It is unlikely that any government, Coalition or Labor, will change the date of Australia Day in the foreseeable future. Certainly some Aboriginal leaders object to the achievements of modern Australia being celebrated on the day of European settlement in 1788. Other key figures in the indigenous community are content with, or indifferent to, January 26 as the designated Australia Day.

Many indigenous Australians have one or more European or Asian ancestors who came to this land as a consequence of 1788 and all that. In an address to the Sydney Institute last year, Stan Grant quoted an indigenous colleague who was happy to declare that he was both “invaded” and an “invader”. That’s Australia in 2018.

The current debate was fired up by Greens’ leader Richard Di Natale who heads a party in Canberra which seems very white. The kind of expressive politics engaged in by Greens is primarily about symbols that are often devoid of practical effect.
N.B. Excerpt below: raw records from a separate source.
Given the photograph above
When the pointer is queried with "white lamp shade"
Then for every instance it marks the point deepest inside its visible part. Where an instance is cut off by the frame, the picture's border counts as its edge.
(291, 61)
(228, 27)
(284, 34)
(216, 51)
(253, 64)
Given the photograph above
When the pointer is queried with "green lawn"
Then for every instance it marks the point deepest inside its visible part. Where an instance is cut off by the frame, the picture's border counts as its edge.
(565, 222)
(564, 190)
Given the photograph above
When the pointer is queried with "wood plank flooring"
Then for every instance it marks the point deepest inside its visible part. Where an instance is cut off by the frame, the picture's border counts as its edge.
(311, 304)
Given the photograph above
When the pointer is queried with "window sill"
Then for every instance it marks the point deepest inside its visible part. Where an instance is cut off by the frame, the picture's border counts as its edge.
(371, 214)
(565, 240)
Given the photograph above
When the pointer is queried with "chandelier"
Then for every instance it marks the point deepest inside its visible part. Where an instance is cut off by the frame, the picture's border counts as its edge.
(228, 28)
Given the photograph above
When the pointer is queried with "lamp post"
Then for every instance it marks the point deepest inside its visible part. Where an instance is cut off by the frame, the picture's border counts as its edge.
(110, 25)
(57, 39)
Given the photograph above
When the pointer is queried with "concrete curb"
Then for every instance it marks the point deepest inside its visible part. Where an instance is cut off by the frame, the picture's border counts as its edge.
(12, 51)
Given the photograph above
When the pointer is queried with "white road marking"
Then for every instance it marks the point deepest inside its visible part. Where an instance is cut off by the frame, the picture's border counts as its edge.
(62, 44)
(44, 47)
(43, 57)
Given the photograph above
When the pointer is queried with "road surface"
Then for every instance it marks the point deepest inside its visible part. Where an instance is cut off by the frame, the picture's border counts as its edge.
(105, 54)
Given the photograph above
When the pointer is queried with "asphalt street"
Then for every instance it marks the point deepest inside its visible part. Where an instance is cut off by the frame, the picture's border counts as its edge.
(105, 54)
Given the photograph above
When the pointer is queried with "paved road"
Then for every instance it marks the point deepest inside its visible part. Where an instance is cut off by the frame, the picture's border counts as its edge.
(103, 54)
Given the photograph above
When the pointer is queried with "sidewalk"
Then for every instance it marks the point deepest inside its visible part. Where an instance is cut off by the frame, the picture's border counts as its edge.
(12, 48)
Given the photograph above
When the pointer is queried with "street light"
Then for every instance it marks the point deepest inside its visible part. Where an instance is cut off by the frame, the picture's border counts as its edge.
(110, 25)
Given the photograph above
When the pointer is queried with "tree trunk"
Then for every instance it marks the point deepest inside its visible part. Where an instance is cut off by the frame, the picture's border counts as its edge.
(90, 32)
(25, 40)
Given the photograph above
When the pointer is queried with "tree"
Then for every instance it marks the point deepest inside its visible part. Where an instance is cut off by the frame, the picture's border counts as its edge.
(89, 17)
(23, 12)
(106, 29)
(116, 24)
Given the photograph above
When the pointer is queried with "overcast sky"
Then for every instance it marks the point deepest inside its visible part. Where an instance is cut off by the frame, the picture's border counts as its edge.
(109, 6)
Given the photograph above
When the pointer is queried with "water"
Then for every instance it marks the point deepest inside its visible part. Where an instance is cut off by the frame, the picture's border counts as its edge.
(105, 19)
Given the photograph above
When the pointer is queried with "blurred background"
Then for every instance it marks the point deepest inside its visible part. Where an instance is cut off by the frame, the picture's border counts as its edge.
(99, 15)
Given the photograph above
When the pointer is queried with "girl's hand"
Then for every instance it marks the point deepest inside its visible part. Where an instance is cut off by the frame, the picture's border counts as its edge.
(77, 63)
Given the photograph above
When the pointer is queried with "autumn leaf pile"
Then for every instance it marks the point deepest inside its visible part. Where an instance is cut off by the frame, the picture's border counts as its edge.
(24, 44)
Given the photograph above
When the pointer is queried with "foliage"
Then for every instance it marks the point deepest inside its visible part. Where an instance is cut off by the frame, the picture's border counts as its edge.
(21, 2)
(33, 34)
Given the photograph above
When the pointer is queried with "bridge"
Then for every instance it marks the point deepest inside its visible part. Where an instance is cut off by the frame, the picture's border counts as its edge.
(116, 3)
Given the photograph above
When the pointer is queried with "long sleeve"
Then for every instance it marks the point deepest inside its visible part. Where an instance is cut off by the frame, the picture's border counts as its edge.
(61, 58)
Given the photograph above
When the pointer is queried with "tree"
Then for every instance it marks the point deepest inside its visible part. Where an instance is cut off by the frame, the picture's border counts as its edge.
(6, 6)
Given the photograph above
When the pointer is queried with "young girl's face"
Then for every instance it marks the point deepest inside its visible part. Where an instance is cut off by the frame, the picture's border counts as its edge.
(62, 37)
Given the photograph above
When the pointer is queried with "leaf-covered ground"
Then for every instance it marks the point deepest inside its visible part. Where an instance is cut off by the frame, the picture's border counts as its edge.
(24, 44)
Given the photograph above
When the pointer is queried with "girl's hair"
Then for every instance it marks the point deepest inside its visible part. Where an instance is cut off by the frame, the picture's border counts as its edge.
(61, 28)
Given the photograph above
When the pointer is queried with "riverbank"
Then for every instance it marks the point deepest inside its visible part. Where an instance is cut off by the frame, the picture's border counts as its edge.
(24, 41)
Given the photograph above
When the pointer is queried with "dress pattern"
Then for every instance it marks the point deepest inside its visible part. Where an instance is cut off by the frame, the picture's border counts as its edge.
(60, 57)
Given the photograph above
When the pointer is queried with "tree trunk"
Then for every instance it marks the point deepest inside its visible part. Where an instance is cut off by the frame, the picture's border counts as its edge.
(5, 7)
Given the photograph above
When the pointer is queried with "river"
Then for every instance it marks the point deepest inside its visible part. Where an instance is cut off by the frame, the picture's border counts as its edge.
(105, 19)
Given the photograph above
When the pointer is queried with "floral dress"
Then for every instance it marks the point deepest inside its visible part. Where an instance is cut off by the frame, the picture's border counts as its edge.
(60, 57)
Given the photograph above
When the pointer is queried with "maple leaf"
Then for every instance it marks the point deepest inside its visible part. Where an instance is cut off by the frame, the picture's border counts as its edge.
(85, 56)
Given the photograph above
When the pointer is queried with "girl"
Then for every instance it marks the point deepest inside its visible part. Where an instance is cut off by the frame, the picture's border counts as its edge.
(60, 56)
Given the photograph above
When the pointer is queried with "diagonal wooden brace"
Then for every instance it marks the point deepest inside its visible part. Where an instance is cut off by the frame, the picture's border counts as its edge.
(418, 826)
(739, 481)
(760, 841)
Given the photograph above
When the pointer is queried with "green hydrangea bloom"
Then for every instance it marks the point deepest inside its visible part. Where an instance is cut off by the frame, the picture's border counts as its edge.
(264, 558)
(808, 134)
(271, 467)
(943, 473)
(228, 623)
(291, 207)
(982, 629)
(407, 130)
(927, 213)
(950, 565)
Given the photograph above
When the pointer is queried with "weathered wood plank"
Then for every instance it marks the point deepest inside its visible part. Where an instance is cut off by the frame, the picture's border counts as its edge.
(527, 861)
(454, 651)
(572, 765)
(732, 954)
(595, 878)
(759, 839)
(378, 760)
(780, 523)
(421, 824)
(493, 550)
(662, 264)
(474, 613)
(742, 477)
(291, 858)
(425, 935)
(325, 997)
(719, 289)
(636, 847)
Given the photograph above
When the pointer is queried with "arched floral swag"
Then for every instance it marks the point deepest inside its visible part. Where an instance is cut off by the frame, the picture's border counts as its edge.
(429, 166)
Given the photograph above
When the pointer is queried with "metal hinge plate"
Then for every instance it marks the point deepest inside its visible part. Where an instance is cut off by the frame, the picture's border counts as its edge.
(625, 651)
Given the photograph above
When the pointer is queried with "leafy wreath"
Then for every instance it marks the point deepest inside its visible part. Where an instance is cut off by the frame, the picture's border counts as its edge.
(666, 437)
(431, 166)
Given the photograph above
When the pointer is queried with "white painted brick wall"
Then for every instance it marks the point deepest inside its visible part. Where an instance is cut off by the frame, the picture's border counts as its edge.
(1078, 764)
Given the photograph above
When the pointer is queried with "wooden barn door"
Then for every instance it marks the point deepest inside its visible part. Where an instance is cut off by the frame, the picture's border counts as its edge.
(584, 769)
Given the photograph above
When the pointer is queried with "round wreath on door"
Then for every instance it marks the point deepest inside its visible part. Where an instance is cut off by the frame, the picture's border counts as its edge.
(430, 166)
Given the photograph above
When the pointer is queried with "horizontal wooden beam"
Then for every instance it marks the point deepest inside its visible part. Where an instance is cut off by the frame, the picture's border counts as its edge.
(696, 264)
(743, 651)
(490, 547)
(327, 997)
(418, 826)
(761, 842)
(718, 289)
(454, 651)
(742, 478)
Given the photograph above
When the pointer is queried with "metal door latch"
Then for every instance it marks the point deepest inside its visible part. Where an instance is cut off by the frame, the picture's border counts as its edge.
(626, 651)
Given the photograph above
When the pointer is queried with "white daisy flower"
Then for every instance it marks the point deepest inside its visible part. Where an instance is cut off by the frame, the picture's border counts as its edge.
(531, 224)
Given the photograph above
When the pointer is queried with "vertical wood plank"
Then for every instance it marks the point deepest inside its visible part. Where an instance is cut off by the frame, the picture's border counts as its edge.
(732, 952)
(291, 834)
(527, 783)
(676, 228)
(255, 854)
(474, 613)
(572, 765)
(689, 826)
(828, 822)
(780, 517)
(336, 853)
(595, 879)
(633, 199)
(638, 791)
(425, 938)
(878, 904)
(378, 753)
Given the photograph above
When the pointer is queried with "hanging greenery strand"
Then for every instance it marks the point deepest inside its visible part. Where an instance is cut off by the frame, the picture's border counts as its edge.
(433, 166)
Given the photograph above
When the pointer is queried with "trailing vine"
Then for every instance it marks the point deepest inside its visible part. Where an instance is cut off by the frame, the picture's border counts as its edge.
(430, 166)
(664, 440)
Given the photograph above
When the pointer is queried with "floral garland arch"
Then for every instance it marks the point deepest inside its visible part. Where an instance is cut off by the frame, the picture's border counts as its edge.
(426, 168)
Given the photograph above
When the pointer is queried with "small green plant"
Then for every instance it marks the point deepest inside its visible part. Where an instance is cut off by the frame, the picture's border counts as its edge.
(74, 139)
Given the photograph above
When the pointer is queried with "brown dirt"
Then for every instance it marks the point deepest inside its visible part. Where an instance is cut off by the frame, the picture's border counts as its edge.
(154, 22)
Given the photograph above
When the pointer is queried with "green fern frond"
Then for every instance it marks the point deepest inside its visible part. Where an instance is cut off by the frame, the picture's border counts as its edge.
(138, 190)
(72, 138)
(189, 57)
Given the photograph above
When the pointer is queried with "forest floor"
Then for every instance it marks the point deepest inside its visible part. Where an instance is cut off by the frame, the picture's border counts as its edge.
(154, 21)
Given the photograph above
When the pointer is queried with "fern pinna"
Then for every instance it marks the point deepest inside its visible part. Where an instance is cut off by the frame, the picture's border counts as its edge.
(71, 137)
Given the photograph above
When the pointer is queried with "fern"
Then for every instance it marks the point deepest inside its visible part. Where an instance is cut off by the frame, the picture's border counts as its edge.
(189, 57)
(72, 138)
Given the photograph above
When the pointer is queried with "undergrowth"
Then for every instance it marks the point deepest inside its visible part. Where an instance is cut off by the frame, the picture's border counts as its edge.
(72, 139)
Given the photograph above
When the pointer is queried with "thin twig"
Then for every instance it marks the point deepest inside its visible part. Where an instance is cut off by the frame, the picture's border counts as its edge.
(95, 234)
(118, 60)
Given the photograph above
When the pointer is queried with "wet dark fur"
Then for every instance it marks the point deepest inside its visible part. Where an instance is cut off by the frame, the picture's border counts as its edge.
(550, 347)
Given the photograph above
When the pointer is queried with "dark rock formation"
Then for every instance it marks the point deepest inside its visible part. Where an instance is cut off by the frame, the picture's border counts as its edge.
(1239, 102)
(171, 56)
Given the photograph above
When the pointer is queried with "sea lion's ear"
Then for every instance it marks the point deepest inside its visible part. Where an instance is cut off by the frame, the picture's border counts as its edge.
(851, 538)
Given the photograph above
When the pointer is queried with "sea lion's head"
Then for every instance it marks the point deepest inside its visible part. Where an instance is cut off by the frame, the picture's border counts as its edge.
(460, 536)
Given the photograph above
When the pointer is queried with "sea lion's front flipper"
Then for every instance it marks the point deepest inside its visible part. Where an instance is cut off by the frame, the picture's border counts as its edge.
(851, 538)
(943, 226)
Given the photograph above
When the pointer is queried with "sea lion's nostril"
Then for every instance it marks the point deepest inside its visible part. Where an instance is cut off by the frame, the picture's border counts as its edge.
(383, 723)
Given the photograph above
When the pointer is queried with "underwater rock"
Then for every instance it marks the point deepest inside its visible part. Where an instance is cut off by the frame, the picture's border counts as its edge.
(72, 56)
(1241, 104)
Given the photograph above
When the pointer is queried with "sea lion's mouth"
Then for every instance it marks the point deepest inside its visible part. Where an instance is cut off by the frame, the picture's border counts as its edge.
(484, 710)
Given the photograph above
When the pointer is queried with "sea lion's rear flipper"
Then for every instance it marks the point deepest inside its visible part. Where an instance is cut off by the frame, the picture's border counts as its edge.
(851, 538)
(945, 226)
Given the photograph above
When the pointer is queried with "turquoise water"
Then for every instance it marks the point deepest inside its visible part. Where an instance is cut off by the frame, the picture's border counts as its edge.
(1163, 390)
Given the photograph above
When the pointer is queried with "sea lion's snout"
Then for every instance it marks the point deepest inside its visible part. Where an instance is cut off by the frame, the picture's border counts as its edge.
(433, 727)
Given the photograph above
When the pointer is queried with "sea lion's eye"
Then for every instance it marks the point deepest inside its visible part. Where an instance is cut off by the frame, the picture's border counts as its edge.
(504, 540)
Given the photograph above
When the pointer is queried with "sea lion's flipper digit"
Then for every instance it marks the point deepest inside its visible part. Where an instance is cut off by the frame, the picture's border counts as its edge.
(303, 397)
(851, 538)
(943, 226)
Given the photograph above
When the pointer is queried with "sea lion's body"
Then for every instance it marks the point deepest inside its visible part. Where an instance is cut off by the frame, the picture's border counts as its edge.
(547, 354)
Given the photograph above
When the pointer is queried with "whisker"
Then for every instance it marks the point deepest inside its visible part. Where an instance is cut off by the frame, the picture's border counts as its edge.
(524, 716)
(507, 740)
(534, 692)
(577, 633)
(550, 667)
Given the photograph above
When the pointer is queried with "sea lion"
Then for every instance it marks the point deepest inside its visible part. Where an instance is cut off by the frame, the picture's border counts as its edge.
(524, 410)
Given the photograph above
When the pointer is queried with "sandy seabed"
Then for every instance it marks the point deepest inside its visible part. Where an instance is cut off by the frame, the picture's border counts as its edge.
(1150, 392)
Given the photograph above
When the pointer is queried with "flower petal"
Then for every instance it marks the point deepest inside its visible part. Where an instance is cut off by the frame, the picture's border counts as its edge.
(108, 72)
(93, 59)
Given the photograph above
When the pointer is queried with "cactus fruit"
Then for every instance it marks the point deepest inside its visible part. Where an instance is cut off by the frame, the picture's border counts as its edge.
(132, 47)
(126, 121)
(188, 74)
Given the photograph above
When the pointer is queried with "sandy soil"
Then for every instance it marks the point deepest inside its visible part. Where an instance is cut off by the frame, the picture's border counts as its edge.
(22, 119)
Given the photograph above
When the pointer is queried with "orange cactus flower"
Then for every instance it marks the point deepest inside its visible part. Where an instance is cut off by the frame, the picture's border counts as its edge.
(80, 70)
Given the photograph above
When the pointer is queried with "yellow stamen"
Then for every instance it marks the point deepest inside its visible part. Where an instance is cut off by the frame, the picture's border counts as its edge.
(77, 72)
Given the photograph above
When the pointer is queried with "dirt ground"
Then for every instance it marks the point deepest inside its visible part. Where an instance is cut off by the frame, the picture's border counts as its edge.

Ken Wyatt, the Liberal Party member for Hasluck and Minister for Indigenous Health, is more interested in the plight of his fellow indigenous citizens.

In a debate about Australia Day on ABC TV’s 7.30 program on Tuesday, Wyatt said: “I despair sometimes at seeing families living in abject Third World conditions.” He declined “to digress and go off on philosophical debates when a child is hungry or a child is being abused”. Wyatt added that the discussion over January 26 “is a waste of time and energy”.

Indigenous Australian Warren Mundine seems to hold a not dissimilar view. To understand why, it is not necessary to go beyond his recently released autobiography, In Black + White. In a chapter titled “Invasion of Bureaucrats”, Mundine looks at the events that led to the Howard government’s intervention in the Northern Territory — a decision the author supported “in principle”.

When prime minister in July 2007, John Howard undertook the intervention following the release of the Little Children are Sacredreport covering child abuse in the Northern Territory. Mundine was shocked, but not surprised, by the report. He points out that there were three other significant reports, in the decade before, with similar findings about Aboriginal communities in NSW, Western Australia and Queensland.

Mundine also relates to how the Smallbone report in 2016 shocked the nation by “revealing the miserable life of children in two Queensland Aboriginal communities and the absence of parental care and law enforcement”. He writes that all four reports paint a common picture. Namely, “Aboriginal children (are) exposed to some of the worst forms of sexual assault, psychological abuse and neglect imaginable, living in the grip of dysfunction, abuse, family violence and addiction”, with sex offences well above the national average. He describes such reports as “just the tip of an iceberg”.

I was on the ABC TV Insiders panel in late 2012, shortly after prime minister Julia Gillard announced the establishment of the Royal Commission into Institutional Responses to Child Sexual Abuse. Asked my opinion, I supported the decision. However, I added that such an initiative would do nothing to stop the child sexual abuse that would have occurred the previous night in some indigenous communities.

The royal commission’s report was released on December 15 last year. The previous day, its chairman Peter McClellan gave the opening address at the commission’s final sitting.

The obsession of many journalists with Catholicism led to a situation where there was little focus on McClellan’s final statement. He said most of the 8000 people who came forward had “never been to the police or any person in authority to report the abuse”. McClellan added: “Police often refused to believe children. They refused to investigate their complaints of abuse. Many children who had attempted to escape abuse were returned to unsafe institutions by police.”

And then he made this point: “It is important to remember that, notwithstanding the problems that we have identified, the number of children who are sexually abused in familial or other circumstances far exceeds those who are abused in institutions.”

And that’s the point. The royal commission’s remit was to look into the institutional responses to child sexual abuse. It had no authority with respect to the sexual abuse within families, broadly defined, which continued through its five years of sittings. Including within indigenous communities.

In its wisdom, the Gillard government appointed former Queensland Police Service commissioner Bob Atkinson as one of the members of the commission. This was akin to appointing a retired Catholic or Anglican bishop to sit as commissioner.

In view of McClellan’s final statement, it appears that state and territory police forces received less attention in the royal commission than was warranted. After all, it is the duty of the police to uphold the law. Yet, as the commission chairman pointed out, police officers refused to believe children or even to investigate their complaints of sexual abuse.

Victoria Police were well aware that Monsignor John Day (1904-78) was a pedophile operating in the Catholic diocese of Ballarat. Day’s crimes were as great as those of former Catholic priest Gerald Ridsdale. But he was never charged.

The evidence suggests that state and territory police (Queensland included) by and large escaped the commission’s rigorous inquiry. Yet, as McClellan himself concedes, police forces performed poorly in the past with respect to child sexual abuse in institutions. Moreover, the level of child sexual abuse in indigenous and some other familial communities seems to have continued virtually unabated for decades. This is worth talking about on Australia Day — or at any other time.